Memorial of Saint Agatha, virgin and martyr
(II Samuel 24:2.9-17; Mark 6:1-6)
By most people’s standards the most challenging moral teaching of the Church in recent times has been its condemnation of artificial contraception. Married couples find it difficult to see how using one pill to prevent conception violates the natural law while using another to relieve a headache accords with it. The Church’s response to this apparent paradox looks to the functioning of the body. In the first case the pill interrupts normal functioning of the body while in the second it enables it. With such a desirable goal as sexual gratification at stake, the Church’s position does not convince all people. Perhaps many will have similar trouble recognizing David’s sin in the first reading today.
David wants to take a census of his people. Primarily, he wants to know the number of men available to fight in his army. God would be offended because knowing the number of available troops, David will likely become more belligerent. Also, God recognizes that David no longer looks to Him for strength but to the size of his army.

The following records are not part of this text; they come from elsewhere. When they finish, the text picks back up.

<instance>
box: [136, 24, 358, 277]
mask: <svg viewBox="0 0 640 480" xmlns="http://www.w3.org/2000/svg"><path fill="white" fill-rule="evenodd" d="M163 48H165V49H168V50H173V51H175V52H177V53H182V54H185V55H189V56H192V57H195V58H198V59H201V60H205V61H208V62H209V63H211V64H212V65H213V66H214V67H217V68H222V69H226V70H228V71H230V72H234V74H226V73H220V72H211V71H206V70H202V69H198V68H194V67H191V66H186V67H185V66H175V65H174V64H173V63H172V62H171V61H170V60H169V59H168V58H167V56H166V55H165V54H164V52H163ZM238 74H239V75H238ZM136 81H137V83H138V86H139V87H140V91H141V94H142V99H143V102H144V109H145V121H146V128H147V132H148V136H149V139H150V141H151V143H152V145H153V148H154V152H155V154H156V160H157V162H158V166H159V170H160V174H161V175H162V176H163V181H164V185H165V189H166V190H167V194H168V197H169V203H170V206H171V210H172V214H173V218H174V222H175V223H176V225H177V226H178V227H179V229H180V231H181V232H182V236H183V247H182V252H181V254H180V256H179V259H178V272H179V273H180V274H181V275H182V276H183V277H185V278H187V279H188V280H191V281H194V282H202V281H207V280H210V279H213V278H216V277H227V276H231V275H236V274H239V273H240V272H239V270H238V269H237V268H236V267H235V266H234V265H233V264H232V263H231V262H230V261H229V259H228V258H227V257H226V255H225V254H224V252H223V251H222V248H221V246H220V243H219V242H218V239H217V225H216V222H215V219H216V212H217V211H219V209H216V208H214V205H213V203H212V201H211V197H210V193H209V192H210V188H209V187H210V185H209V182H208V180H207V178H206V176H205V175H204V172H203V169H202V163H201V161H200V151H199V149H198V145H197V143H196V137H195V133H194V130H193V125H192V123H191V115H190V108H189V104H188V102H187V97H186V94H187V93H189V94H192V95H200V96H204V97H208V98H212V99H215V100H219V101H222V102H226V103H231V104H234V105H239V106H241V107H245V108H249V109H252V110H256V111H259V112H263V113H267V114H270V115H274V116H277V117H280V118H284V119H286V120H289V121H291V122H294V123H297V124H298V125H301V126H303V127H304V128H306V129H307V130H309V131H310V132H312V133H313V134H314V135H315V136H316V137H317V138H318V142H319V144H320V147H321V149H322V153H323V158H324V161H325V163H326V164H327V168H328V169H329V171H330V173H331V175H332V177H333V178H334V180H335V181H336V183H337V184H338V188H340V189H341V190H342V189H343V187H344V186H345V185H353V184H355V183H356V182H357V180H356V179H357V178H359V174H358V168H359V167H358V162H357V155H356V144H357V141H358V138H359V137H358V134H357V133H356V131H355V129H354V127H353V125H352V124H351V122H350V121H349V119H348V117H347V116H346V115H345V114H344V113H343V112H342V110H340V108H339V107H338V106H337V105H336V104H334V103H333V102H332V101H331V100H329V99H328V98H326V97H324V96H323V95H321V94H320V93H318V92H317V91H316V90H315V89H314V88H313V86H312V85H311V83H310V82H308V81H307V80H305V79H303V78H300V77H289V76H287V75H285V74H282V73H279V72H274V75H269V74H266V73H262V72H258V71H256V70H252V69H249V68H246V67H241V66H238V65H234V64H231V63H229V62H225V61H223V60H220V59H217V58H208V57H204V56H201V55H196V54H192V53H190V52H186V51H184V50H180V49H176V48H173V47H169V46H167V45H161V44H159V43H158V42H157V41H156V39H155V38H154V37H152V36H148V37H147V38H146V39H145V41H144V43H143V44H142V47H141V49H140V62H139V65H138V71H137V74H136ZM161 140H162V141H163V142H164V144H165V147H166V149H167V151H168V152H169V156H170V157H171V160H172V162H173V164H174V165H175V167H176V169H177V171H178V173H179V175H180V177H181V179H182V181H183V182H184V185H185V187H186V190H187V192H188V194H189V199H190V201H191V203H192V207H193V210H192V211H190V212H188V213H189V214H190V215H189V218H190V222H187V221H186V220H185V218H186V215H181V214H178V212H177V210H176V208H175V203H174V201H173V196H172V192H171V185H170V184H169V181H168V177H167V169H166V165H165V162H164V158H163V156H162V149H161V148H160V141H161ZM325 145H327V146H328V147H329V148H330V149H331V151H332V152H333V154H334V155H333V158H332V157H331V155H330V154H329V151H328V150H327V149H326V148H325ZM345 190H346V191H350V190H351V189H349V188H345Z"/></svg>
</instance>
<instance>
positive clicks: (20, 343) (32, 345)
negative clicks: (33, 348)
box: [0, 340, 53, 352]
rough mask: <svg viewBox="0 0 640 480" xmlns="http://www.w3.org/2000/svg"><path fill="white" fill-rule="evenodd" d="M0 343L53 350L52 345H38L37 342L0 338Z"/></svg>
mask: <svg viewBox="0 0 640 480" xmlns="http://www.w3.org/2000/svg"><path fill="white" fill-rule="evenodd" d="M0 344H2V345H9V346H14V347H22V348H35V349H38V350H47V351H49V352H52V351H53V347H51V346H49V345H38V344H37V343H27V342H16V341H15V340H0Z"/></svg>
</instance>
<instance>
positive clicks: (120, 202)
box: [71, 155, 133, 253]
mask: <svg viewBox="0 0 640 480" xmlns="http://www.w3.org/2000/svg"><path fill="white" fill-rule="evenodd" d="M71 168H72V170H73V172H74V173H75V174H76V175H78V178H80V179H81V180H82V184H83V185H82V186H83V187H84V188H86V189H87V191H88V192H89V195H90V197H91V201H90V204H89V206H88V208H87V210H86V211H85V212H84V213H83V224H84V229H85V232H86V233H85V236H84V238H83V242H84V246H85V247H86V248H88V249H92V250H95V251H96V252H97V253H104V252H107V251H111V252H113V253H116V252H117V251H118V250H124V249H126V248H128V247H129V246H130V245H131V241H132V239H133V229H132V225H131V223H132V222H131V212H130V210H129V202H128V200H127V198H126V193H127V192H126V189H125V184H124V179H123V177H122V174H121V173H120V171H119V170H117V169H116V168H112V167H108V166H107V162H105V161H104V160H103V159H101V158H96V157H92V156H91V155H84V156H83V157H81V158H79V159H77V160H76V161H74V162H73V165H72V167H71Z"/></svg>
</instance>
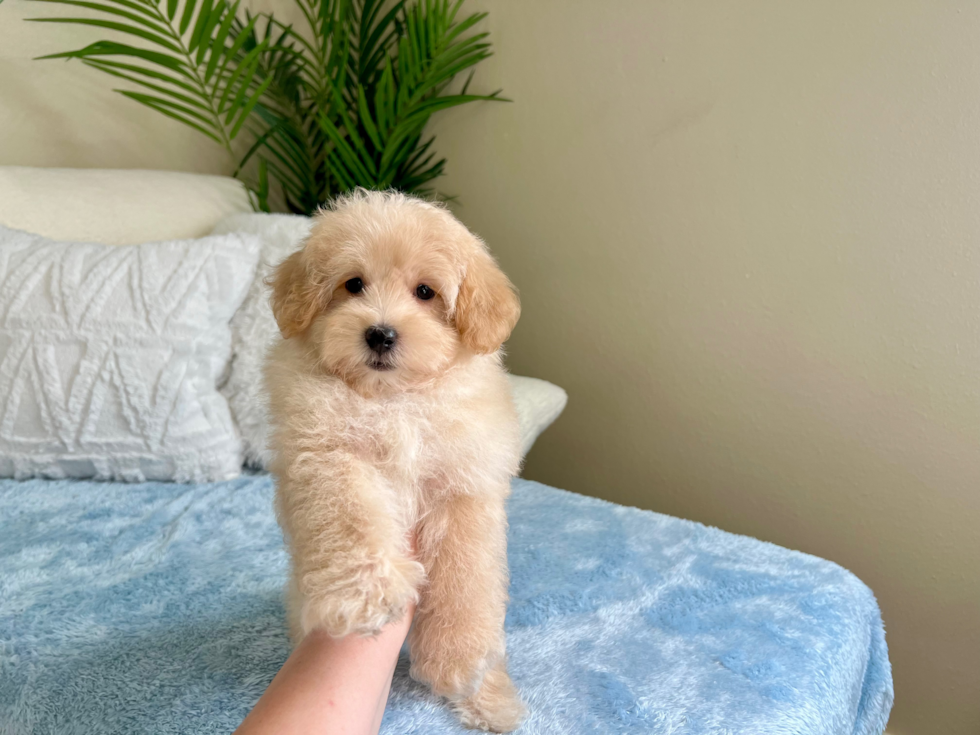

Trusting in the Lord does not mean abandoning prudence which moves us to act in just ways to accomplish our purpose. Prudence also inspires prayer for God’s assistance. Thus, whether we are an army’s general staff preparing for battle or a family planning a family, we should proceed in three ways. First, we want to pray for help. Second, we will determine the best way to achieve our goal within the limits of justice. And finally, we will move to carry out our objective trusting that in the Lord’s favor.